Em 1772, o governador de Buenos Aires comunicou ao governador do Chile uma notícia considerada como “digna de saber-se”. Na ocasião, um índio cristão, que conseguira fugir após passar alguns anos como prisioneiro dos índios “infiéis” do Chile, informava sobre a existência de um jesuíta que se tornara cacique. Apesar de não mencionar o nome do inaciano, afirmou que ele tinha oito mulheres e observava rigorosamente todos os costumes vigentes entre “aqueles bárbaros”, sendo muito “respeitado e reconhecido.”Seriam verídicas as informações prestadas pelo índio cristão? Difícil saber. As autoridades coloniais teriam dado mais importância à notícia devido à conjuntura antijesuítica então vigente? Talvez. O caso, porém, indica que semelhante situação era considerada verossímil na sociedade colonial, revelando facetas da experiência missionária ainda abordadas de forma incipiente pela historiografia.

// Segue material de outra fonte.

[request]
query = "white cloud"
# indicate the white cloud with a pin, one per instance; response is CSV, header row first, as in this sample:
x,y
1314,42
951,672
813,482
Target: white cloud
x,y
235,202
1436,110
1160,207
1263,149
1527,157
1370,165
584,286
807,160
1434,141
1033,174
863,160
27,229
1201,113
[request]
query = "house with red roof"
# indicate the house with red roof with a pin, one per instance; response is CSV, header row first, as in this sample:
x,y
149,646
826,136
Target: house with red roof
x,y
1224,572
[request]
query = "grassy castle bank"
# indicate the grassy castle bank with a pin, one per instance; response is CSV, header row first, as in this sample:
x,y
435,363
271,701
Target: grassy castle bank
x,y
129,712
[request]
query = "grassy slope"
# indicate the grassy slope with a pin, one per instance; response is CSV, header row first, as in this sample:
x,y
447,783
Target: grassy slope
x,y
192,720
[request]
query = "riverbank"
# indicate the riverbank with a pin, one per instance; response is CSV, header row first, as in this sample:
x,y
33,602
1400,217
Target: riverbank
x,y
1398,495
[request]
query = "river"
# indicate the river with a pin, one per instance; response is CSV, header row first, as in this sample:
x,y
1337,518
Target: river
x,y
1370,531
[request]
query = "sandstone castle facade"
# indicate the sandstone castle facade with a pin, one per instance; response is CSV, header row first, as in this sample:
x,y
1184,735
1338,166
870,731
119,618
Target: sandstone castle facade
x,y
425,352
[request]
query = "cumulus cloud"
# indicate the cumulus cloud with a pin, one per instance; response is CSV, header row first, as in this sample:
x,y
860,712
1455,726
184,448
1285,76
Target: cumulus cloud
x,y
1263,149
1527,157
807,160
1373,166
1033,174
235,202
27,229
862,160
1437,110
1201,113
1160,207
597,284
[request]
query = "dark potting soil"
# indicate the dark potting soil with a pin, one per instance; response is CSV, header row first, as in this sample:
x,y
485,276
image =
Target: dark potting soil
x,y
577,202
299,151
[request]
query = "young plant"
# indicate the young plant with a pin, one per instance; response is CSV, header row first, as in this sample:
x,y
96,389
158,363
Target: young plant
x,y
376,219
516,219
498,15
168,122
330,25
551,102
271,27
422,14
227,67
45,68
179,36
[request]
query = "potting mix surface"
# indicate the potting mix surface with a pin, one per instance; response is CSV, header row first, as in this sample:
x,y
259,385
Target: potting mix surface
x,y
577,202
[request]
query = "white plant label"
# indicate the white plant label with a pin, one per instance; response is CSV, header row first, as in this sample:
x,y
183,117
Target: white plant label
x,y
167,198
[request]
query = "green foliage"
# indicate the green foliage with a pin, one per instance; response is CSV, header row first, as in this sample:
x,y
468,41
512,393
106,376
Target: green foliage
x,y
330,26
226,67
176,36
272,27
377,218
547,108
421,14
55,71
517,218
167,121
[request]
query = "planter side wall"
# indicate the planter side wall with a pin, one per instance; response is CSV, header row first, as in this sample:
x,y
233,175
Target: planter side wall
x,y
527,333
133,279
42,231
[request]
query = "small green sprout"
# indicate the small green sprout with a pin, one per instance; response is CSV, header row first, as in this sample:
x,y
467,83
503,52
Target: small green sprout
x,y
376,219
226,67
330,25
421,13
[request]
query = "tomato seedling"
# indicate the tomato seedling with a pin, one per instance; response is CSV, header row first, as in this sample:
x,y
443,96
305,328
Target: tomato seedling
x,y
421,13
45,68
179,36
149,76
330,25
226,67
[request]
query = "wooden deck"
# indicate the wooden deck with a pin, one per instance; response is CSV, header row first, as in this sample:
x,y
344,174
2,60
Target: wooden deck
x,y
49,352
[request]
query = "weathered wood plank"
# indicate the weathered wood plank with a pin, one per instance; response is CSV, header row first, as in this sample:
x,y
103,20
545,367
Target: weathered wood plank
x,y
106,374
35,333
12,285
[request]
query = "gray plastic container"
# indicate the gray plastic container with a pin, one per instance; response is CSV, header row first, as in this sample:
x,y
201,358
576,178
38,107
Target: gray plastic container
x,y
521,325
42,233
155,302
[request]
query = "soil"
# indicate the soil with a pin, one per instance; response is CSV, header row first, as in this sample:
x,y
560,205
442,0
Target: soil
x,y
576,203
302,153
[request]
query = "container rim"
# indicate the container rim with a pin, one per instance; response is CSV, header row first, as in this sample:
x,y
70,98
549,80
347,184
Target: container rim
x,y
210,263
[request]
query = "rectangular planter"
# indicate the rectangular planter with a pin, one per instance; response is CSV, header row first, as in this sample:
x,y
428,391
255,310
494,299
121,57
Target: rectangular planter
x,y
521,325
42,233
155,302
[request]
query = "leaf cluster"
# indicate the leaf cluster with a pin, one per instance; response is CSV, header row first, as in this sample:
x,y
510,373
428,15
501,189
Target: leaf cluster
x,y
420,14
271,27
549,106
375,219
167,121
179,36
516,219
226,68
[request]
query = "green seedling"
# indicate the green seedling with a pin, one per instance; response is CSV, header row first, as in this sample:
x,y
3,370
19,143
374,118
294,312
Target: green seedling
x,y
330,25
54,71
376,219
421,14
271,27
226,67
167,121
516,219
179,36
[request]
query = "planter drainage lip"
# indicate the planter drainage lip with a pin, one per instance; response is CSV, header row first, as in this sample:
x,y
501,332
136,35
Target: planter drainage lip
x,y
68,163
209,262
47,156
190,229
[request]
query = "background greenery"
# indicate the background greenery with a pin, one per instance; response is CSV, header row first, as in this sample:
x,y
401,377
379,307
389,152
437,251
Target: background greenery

Até recentemente, os estudos sobre as missões reiteravam determinados pressupostos estabelecidos sobre o tema. As interpretações se baseavam em juízos de valor sobre a atividade evangelizadora, sobretudo no caso dos inacianos, e em uma quase absoluta indiferença em relação aos nativos, cujos quereres eram considerados irrelevantes na construção daqueles espaços. Além disso, pouca atenção era dada às especificidades locais e aos consequentes reajustes e negociações característicos da construção da sociedade colonial.1

Apesar de a dimensão fronteiriça da atividade missionária ter sido destacada por Herbert Eugene Bolton em um inspirado ensaio publicado em 1917, ela era pouco mencionada por muitos autores, cujas abordagens frequentemente isolavam as reduções do contexto mais amplo.2 Porém, pela sua condição de estabelecimento fronteiriço, por vezes, verdadeiras pontas de lança da expansão territorial, as missões foram parte indissociável da construção dos impérios ibéricos. Poderiam ser consideradas o “esteio do domínio colonial”, como bem definiu Charles Boxer.3

Assim, longe de uma dimensão estritamente espiritual, as missões foram parte fundamental do processo de institucionalização do Estado nos domínios americanos. O trabalho dos missionários deveria transformar os índios em súditos leais das monarquias, garantindo, desta forma, a ocupação territorial. Esperava-se também que os novos súditos desempenhassem uma função militar estratégica nos impérios ibéricos: defender as suas fronteiras contra as pretensões expansionistas dos rivais europeus ou dos ataques dos grupos indígenas hostis à presença colonial. Por mais comprometidos que estivessem com a evangelização, os monarcas ibéricos faziam considerações geopolíticas para o financiamento das missões: eram mais generosos quando a concorrência europeia se fazia presente.4

A associação entre a cruz e a espada, porém, teve uma série de desdobramentos nos estudos sobre as missões. Um deles, ainda objeto de discussões, é o vínculo dos missionários com os seus respectivos padroados e / ou estados de origem. Muitos jesuítas, por exemplo, foram hábeis políticos comprometidos com a construção dos impérios coloniais. No caso português, Antônio Vieira estava tão envolvido nos assuntos da monarquia que, acertadamente, foi denominado por Ronaldo Vainfas como o “jesuíta do rei.”5 Diante das disputas imperiais, porém, nem todos demonstraram a mesma lealdade. O mesmo Vainfas aborda a trajetória de Manoel de Morais, um jesuíta nascido em São Paulo que atravessou fronteiras políticas e religiosas durante a presença holandesa no nordeste do Brasil.6

O envolvimento dos jesuítas nos mais variados assuntos, temporais e espirituais, na América foi desenvolvido em três artigos deste dossiê. Lígio José de Oliveira Maia analisa a sua participação nos conflitos da Guerra do Açu, um dos episódios do processo de ocupação territorial de parte do nordeste brasileiro no final do século XVII e início do XVIII. Naquele contexto, as alianças respondiam mais às urgentes questões locais do que a determinados princípios pré-estabelecidos pelas ordens religiosas ou à intervenção da Coroa.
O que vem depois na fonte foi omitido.